LLM cost. At scale, judge calls dominate cost. Use the cheapest model that meets calibration threshold. GPT-4o-mini, Claude Haiku, Mistral-small.

Use It

The 2026 stack:

Use case	Framework
RAG quality monitoring	RAGAS (4 metrics)
CI/CD regression gates	DeepEval + pytest
Custom domain criteria	G-Eval within DeepEval
Online live-traffic monitoring	RAGAS with reference-free mode
Human-in-the-loop spot checks	LangSmith or Phoenix with annotation UI
Red-teaming / safety eval	Promptfoo + DeepEval

Typical stack: RAGAS for monitoring, DeepEval for CI, G-Eval for novel dimensions. Run all three; they disagree usefully.

Ship It

Save as outputs/skill-eval-architect.md:

name: eval-architect
description: Design an LLM evaluation plan with calibrated judge and CI gates.
version: 1.0.0
phase: 5
lesson: 27
tags: [nlp, evaluation, rag]
---

Given a use case (RAG / agent / generative task), output:

1. Metrics.
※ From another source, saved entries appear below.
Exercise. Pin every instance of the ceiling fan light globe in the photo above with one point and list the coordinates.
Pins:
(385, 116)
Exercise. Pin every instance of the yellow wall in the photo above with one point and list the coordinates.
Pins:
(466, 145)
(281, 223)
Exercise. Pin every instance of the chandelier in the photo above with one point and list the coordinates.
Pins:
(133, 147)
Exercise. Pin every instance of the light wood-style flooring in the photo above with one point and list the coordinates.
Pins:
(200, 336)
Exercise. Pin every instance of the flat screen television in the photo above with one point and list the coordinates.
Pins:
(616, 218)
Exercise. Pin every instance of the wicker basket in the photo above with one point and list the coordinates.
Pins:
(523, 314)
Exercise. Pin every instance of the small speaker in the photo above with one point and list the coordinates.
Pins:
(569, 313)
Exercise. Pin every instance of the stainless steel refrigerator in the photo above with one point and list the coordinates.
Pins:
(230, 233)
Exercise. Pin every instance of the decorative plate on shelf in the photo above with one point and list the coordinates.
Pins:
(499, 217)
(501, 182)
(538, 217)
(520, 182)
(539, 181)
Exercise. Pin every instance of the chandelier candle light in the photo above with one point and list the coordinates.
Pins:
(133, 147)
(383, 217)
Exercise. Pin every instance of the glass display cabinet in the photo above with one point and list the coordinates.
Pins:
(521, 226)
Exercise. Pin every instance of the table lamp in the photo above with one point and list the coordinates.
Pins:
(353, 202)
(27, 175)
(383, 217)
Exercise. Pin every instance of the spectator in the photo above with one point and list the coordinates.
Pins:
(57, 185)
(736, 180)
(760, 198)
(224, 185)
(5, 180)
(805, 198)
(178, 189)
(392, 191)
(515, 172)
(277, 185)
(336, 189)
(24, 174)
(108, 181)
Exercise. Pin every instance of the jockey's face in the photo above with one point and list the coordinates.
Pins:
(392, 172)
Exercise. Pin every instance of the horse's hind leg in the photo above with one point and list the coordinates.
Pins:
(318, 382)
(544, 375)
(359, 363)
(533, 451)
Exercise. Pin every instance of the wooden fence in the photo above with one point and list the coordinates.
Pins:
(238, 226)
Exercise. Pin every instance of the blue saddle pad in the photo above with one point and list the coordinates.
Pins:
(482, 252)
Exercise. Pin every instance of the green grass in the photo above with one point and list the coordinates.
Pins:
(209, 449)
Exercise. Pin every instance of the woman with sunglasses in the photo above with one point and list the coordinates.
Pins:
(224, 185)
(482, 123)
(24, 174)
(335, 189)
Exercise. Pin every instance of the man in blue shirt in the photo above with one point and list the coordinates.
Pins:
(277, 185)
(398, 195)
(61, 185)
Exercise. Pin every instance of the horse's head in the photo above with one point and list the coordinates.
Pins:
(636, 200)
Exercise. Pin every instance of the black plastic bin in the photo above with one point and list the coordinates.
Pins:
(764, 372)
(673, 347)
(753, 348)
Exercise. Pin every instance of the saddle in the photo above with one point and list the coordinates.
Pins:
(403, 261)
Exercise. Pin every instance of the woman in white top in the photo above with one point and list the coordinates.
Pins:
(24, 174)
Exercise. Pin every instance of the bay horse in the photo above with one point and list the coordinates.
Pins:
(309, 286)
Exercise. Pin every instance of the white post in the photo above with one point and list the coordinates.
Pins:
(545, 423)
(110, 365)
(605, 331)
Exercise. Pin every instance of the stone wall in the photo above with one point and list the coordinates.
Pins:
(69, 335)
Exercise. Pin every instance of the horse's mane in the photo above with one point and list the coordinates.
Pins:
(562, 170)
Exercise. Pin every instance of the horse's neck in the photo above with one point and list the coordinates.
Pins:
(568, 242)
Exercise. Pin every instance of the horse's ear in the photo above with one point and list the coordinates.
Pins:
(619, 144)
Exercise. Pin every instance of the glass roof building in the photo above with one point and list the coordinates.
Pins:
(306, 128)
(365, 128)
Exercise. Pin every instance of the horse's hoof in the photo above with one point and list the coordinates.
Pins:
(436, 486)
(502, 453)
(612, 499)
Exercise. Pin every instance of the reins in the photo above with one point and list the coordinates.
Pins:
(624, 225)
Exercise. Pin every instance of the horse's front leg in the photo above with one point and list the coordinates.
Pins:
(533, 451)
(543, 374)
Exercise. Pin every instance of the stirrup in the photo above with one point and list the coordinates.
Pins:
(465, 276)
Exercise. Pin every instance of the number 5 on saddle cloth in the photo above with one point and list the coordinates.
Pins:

Faithfulness / relevance / context-precision / context-recall + any custom G-Eval metrics with criteria.
2. Judge model. Named model + version, rationale for cost vs accuracy.
3. Calibration. Hand-labeled set size, target Spearman rho vs human > 0.7.
4. Dataset versioning. Tag strategy, change log, stratification.
5. CI gate. Thresholds per metric, regression-window logic, bottom-quantile alert.

Refuse to rely on a judge untested against ≥50 human-labeled examples. Refuse self-evaluation (same model generates + judges). Refuse aggregate-only reporting without bottom-10% surfacing. Flag any pipeline where judge upgrade lands without parallel baseline eval.

Exercises

Easy. Use RAGAS on 10 RAG examples with known hallucinations. Verify the faithfulness metric catches each one.
Medium. Hand-label 50 QA answers 0-1 for correctness. Score with G-Eval. Measure Spearman rho between judge and human.
Hard. Build a pytest CI gate with DeepEval. Intentionally regress the retriever. Verify the gate fails. Add bottom-quantile alerting via threshold check on the lowest 10%.

Key Terms

Term	What people say	What it actually means
LLM-as-judge	Scoring with an LLM	Prompt a judge model to score outputs 0-1 given a rubric.
RAGAS	The RAG metric library	Open-source eval framework with 4 reference-free RAG metrics.
Faithfulness	Is the answer grounded?	Fraction of answer claims entailed by retrieved context.
Context precision	Were retrieved chunks relevant?	Fraction of top-K chunks that actually mattered.
Context recall	Did retrieval find everything?	Fraction of gold-answer claims supported by retrieved chunks.
G-Eval	Custom LLM judge	Rubric + chain-of-thought eval steps + 0-1 score.
Calibration	Trust but verify	Spearman correlation between judge score and human score.